— Папа дома?
Линдси посторонилась, приглашая его войти. Пап! — крикнула моя сестра в глубь дома. — тебе Лен!
— Ты была в отъезде? — спросил Лен.
— Только что вернулась.
Моя сестра вышла к нему в спортивной футболке Сэмюела и чужих тренировочных штанах. Ей уже влетело от мамы за то, что она не привезла обратно ни одной своей вещи.
— Родители, наверно, соскучились.
— Кто их знает, — сказала Линдси. — Может, они только рады были меня спровадить.
Лен в душе согласился. Он и сам видел, что в последнее время моя мама стала спокойнее. Линдси сообщила:
— Бакли построил у себя под кроватью город и назначил вас начальником полицейского управления.
— Серьезное повышение в должности!
Они услышали папины шаги по верхнему коридору, а потом умоляющий голос Бакли. Линдси по опыту знала, что отец ни в чем не может ему отказать. Мои папа с братом спустились по лестнице, сияя улыбками.

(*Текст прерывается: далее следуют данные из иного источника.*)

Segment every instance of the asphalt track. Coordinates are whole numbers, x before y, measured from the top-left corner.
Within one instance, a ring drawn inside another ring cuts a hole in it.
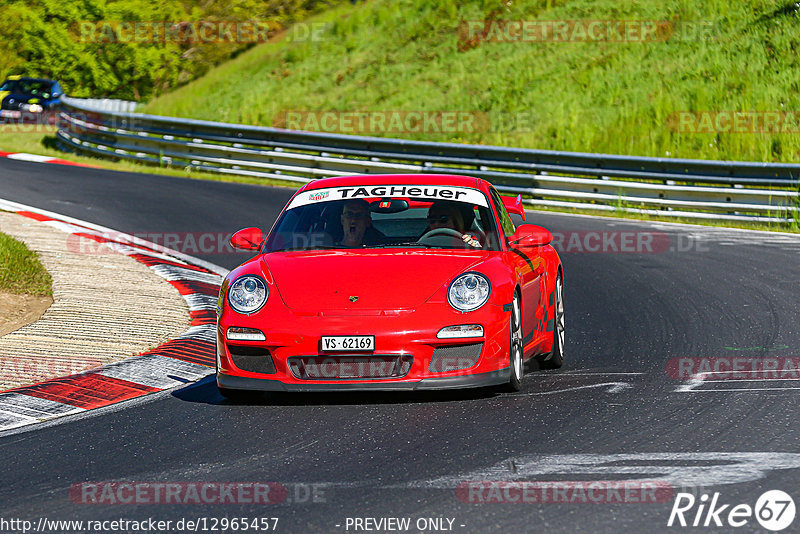
[[[266,228],[290,193],[0,161],[0,197],[134,234]],[[564,215],[529,221],[567,240],[573,232],[659,232],[668,246],[562,252],[568,360],[526,376],[521,393],[234,404],[206,379],[0,436],[0,519],[277,517],[277,532],[366,532],[352,518],[399,517],[410,518],[400,530],[408,532],[418,532],[421,518],[452,519],[444,528],[470,533],[727,532],[713,522],[667,527],[674,494],[718,492],[720,503],[753,506],[780,489],[798,499],[800,377],[691,381],[668,369],[673,358],[800,356],[800,241]],[[198,256],[228,268],[244,259]],[[635,479],[668,483],[670,498],[620,503],[611,494],[614,502],[595,503],[570,493],[572,502],[481,503],[458,490],[476,481]],[[100,481],[275,482],[287,496],[271,505],[71,499],[74,484]],[[696,510],[686,514],[690,523]],[[800,518],[786,531],[798,525]],[[750,518],[737,531],[763,528]]]

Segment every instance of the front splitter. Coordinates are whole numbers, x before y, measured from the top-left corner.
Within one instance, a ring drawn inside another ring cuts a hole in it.
[[[249,378],[217,373],[217,385],[226,389],[248,391],[423,391],[499,386],[508,382],[510,372],[510,368],[506,367],[505,369],[498,369],[497,371],[490,371],[488,373],[424,378],[416,382],[340,382],[336,384],[315,384],[313,382],[287,384],[280,380]]]

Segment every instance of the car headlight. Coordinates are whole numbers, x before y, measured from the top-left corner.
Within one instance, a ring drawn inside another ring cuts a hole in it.
[[[464,273],[447,288],[447,302],[460,312],[477,310],[489,300],[492,285],[480,273]]]
[[[264,280],[250,274],[237,278],[228,289],[228,303],[238,313],[257,312],[267,302],[268,296]]]
[[[44,108],[39,104],[23,104],[21,107],[24,111],[30,111],[31,113],[41,113],[44,111]]]

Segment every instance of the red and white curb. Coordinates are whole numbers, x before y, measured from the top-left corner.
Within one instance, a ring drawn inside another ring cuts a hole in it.
[[[214,372],[216,305],[225,269],[129,234],[0,199],[0,209],[103,243],[147,265],[189,305],[190,328],[175,339],[90,371],[0,392],[0,431],[184,386]]]
[[[3,152],[0,150],[0,158],[16,159],[19,161],[33,161],[35,163],[55,163],[56,165],[72,165],[74,167],[90,167],[92,169],[99,169],[95,165],[88,165],[86,163],[77,163],[67,159],[54,158],[52,156],[41,156],[39,154],[28,154],[27,152]]]

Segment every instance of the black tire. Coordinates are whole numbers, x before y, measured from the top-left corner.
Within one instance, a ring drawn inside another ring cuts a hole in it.
[[[519,294],[514,293],[511,303],[511,319],[509,320],[509,347],[508,347],[508,383],[501,389],[514,393],[522,389],[522,377],[525,374],[525,355],[522,351],[522,309],[519,303]]]
[[[564,338],[566,331],[564,327],[564,283],[561,279],[561,273],[558,273],[558,278],[556,278],[554,291],[553,350],[540,360],[539,367],[542,369],[558,369],[564,365]]]

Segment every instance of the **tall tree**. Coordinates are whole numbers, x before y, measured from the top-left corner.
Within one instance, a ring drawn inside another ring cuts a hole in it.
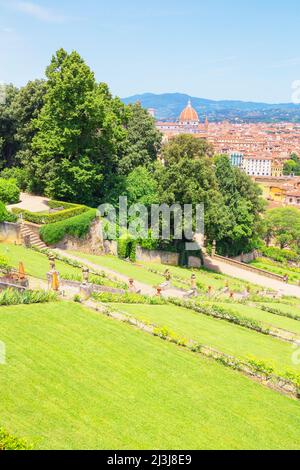
[[[105,170],[117,160],[123,138],[123,108],[75,51],[59,50],[46,76],[45,104],[32,144],[33,189],[97,205]]]
[[[149,166],[157,160],[162,134],[155,120],[139,103],[128,106],[127,139],[119,161],[121,174],[128,175],[139,166]]]
[[[172,139],[162,149],[164,165],[158,170],[160,202],[204,204],[205,235],[209,241],[225,236],[229,214],[219,192],[212,147],[191,135]]]
[[[261,230],[264,201],[259,187],[226,155],[215,158],[219,190],[230,214],[230,226],[219,243],[219,251],[226,255],[247,252],[256,246]]]
[[[13,111],[13,102],[18,89],[13,85],[4,85],[0,101],[0,169],[14,166],[18,143],[15,139],[17,119]]]

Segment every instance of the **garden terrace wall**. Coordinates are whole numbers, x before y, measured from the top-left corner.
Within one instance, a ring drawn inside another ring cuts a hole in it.
[[[241,263],[240,261],[235,261],[234,259],[225,258],[224,256],[219,256],[219,255],[215,255],[214,257],[211,257],[211,258],[205,257],[204,258],[205,267],[208,268],[208,269],[211,269],[213,271],[218,270],[218,272],[222,272],[222,269],[219,266],[216,266],[214,264],[214,260],[215,261],[221,261],[221,262],[226,263],[226,264],[230,264],[230,265],[235,266],[237,268],[243,269],[244,271],[250,271],[250,272],[253,272],[255,274],[259,274],[260,276],[269,277],[270,279],[276,279],[277,281],[284,282],[284,277],[283,276],[280,276],[280,275],[274,274],[274,273],[270,273],[269,271],[265,271],[264,269],[255,268],[254,266],[251,266],[249,264]]]
[[[79,281],[68,281],[66,279],[61,279],[60,281],[62,287],[77,287],[78,289],[82,285],[82,282]],[[93,293],[109,293],[109,294],[118,294],[118,295],[125,295],[125,290],[123,289],[115,289],[114,287],[108,286],[99,286],[97,284],[89,284]]]
[[[51,248],[59,248],[61,250],[80,251],[86,254],[102,255],[103,236],[102,236],[102,223],[99,218],[94,220],[91,224],[89,233],[84,238],[76,238],[71,235],[66,235],[63,240],[52,245]]]
[[[0,242],[21,244],[21,225],[11,222],[0,223]]]
[[[178,266],[179,254],[169,251],[145,250],[138,246],[136,249],[136,260]]]

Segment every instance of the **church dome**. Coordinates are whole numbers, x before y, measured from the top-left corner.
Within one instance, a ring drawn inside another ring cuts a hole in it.
[[[179,118],[180,122],[199,122],[197,111],[192,107],[191,100],[189,100],[187,107],[182,111]]]

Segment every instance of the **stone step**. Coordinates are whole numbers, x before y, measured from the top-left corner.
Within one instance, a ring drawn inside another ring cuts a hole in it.
[[[23,239],[29,236],[31,245],[36,246],[37,248],[40,248],[40,249],[47,248],[47,245],[45,245],[45,243],[40,239],[38,234],[30,230],[30,228],[25,224],[23,224],[21,227],[21,236]]]

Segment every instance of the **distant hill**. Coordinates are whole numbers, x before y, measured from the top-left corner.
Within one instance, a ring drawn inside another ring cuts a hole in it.
[[[252,103],[245,101],[213,101],[196,98],[181,93],[155,95],[144,93],[130,96],[122,101],[126,104],[140,101],[144,108],[154,108],[156,117],[161,120],[177,119],[188,100],[199,113],[212,122],[228,120],[231,122],[300,122],[300,105]]]

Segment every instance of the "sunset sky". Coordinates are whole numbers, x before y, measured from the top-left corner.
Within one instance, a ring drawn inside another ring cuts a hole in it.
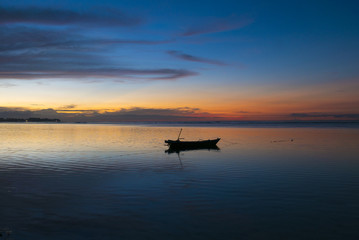
[[[0,118],[359,120],[357,1],[0,2]]]

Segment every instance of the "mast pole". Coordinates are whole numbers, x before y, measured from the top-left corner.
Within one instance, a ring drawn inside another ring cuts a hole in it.
[[[177,138],[177,141],[179,141],[179,139],[180,139],[180,136],[181,136],[181,133],[182,133],[182,128],[181,128],[181,130],[180,130],[180,132],[179,132],[179,134],[178,134],[178,138]]]

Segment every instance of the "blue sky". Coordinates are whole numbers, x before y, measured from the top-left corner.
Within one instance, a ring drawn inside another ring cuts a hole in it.
[[[0,117],[42,108],[56,116],[63,106],[78,118],[84,109],[189,119],[357,114],[358,10],[355,1],[5,0]]]

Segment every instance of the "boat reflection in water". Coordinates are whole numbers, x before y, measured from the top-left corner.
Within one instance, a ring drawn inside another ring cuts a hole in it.
[[[189,147],[189,148],[174,148],[169,147],[165,153],[171,154],[171,153],[177,153],[185,152],[185,151],[195,151],[195,150],[208,150],[208,151],[219,151],[221,150],[219,147],[215,146],[209,146],[209,147]]]

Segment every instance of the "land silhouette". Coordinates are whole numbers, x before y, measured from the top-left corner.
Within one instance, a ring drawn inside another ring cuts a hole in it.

— Приветствую, Лен. — Отец пожал ему руку.
— Доброе утро, Джек, — сказал Лен. — Как поживаешь, Бакли?
Держа Бакли за руку, папа поставил его перед Леном, и тот учтиво склонил голову:
— Ходят слухи, мне доверено возглавить полицейское управление?
— Так точно, сэр.
— Не знаю, заслужил ли я такую честь.
— Кто же заслужил, если не вы, — добродушно вставил мой отец.
Он всегда радовался приходу Лена Фэнермена. Каждая встреча придавала ему уверенности, что между ними существует понимание, что у него есть поддержка, что он не одинок.
— Ребятки, мне надо потолковать с вашим папой.
Линдси утащила Бакли на кухню, посулив накормить его завтраком, а сама в это время вспоминала напиток под названием «медуза», которым угощал ее Сэмюел: на дне «пьяная вишня», потом сахарный песок и джин. Они взяли соломинки и хотели всосать через них вишни, минуя сахар и алкоголь. От этого только разболелась голова, а губы перепачкались красным.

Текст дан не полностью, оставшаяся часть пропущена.